Abstract
Purpose: The purpose of this study was to measure the accuracy of stone-specific algorithms (S-mode) and the posterior acoustic shadow for determining kidney stone size with ultrasound (US) in vivo.
Materials and Methods: Thirty-four subjects with 115 renal stones were prospectively recruited and scanned with S-mode on a research US system. S-mode is gray-scale US adjusted to enhanced stone contrast and resolution by minimizing compression and averaging, and increasing line density and frequency. Stone and shadow width were compared with a recent CT scan and, in 5 subjects with 18 stones, S-mode was compared with a clinical US system.
Results: Overall, 84% of stones identified on CT were detected on S-mode and 66% of these shadowed. Seventy-three percent of the stone measurements and 85% of the shadow measurements were within 2 mm of the size on CT. A posterior acoustic shadow was present in 89% of stones over 5 mm versus 53% of stones under 5 mm. S-mode visualized 78% of stones, versus 61% for the clinical system.

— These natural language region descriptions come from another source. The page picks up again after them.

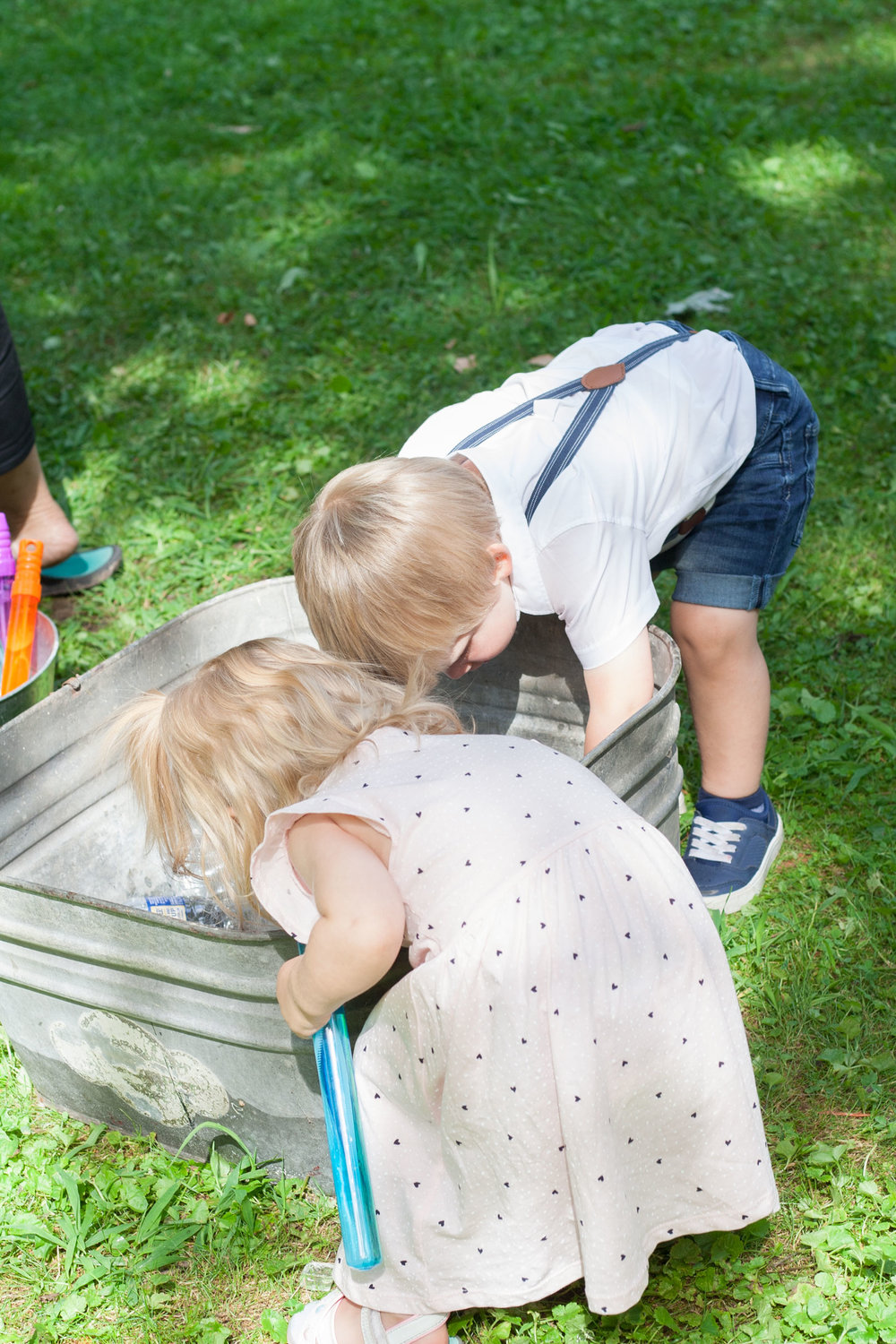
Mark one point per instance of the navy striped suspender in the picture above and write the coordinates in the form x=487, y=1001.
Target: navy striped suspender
x=584, y=418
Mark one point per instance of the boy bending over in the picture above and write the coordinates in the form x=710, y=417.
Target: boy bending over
x=643, y=446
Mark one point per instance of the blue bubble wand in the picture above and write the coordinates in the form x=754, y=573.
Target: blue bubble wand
x=346, y=1142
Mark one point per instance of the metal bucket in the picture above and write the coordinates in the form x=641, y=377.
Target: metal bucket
x=145, y=1023
x=39, y=685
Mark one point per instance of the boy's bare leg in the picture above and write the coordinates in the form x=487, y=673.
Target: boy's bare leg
x=729, y=694
x=31, y=511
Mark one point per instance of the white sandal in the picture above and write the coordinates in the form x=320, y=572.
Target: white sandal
x=316, y=1324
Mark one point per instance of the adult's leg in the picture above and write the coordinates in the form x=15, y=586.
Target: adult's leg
x=31, y=511
x=24, y=495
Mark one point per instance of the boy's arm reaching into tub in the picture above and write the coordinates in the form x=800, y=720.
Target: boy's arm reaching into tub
x=343, y=862
x=616, y=690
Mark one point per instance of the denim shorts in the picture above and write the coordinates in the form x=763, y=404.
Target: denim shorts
x=745, y=542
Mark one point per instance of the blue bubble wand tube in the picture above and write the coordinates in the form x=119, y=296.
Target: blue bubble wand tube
x=351, y=1177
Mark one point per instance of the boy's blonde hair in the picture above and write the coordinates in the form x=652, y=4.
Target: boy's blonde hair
x=392, y=564
x=255, y=728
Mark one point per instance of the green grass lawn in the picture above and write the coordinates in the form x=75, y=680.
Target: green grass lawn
x=241, y=247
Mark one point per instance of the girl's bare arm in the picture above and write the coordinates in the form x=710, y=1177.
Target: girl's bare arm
x=362, y=918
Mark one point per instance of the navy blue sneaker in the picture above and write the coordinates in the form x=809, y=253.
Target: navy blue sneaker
x=731, y=849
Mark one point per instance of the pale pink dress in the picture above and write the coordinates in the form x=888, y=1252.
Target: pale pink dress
x=563, y=1080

S-mode stone and shadow measurements differed from CT by 1.6 ± 1.0 mm and 0.8 ± 0.6 mm, respectively, compared with 2.0 ± 1.5 mm and 1.6 ± 1.0 mm for the clinical system.
Conclusions: S-mode offers improved visualization and sizing of renal stones. With S-mode, sizing of the stone itself and the posterior acoustic shadow were similarly accurate. Stones that do not shadow are most likely <5 mm and small enough to pass spontaneously.
Introduction
Ultrasound (US) has proven effective in the diagnosis of symptomatic renal and ureteral stones in the emergency department setting; however, US is limited for treatment planning by low sensitivity, user dependence, and inaccurate stone sizing.1 The sensitivity of US for diagnosing renal stones compared with CT varies widely, from 24% to 70%.2–6 The accuracy of US for sizing stones compared with CT has also been shown to differ widely, particularly with size and depth.2–6 Anecdotally, many urologists feel US reports a significantly larger size than CT. This has resulted in a general lack of trust in US by the urology community as a primary modality for imaging renal stones, as accurate detection and sizing are important for surgical treatment planning and monitoring stone burden.
Our group has focused on improving the accuracy of stone sizing and detection by creating algorithms optimized for the imaging of kidney stones versus soft tissues.7 This includes reducing the use of smoothing algorithms and the compression of high signal-intensity regions to improve visualization and sharpen contrast at the edge of stones and in the posterior shadow.8,9 These techniques have been incorporated into an US imaging modality, coined the stone-specific mode, or S-mode.
A complementary strategy for improving stone sizing accuracy with US is the use of the posterior acoustic shadow. Our in vitro study showed measuring the width of the posterior shadow was more accurate than measuring stone size in the traditional manner and did not differ with stone depth.10
The goal of this study was to assess the accuracy of S-mode US and the posterior acoustic shadow for the sizing of renal stones in vivo.
Materials and Methods
We performed a prospective study of kidney stone patients at the University of Washington and Puget Sound Veteran's Affairs hospitals. Institutional Review Board approval was obtained along with informed consent from all subjects.
Study population
Screening took place between January 1, 2015, and March 31, 2016. Subjects were required to be over 18 years of age and to have at least one kidney stone and a CT scan performed within 100 days of their clinic appointment without intervening intervention. Subjects with staghorn calculi, ureteral stones, residual fragments following lithotripsy, or ureteral stents were excluded.
US system
All subjects were scanned with a research US instrument (VDAS; Verasonics, Inc., Redmond, WA) and curvilinear imaging probe (C5-2; Philips Ultrasound, Bothell, WA). No spatial compounding, speckle reduction, or no other backend processing implemented. The transducer operated at 4.5 MHz for both transmit and receive, which provided greater resolution than the conventional 3.2 MHz. A high scanning line density (256 lines/frame) was used to improve resolution. The operator was limited to adjusting the gain and the focal position in a step toward reducing operator dependence. The scanning session was recorded with screen capture software.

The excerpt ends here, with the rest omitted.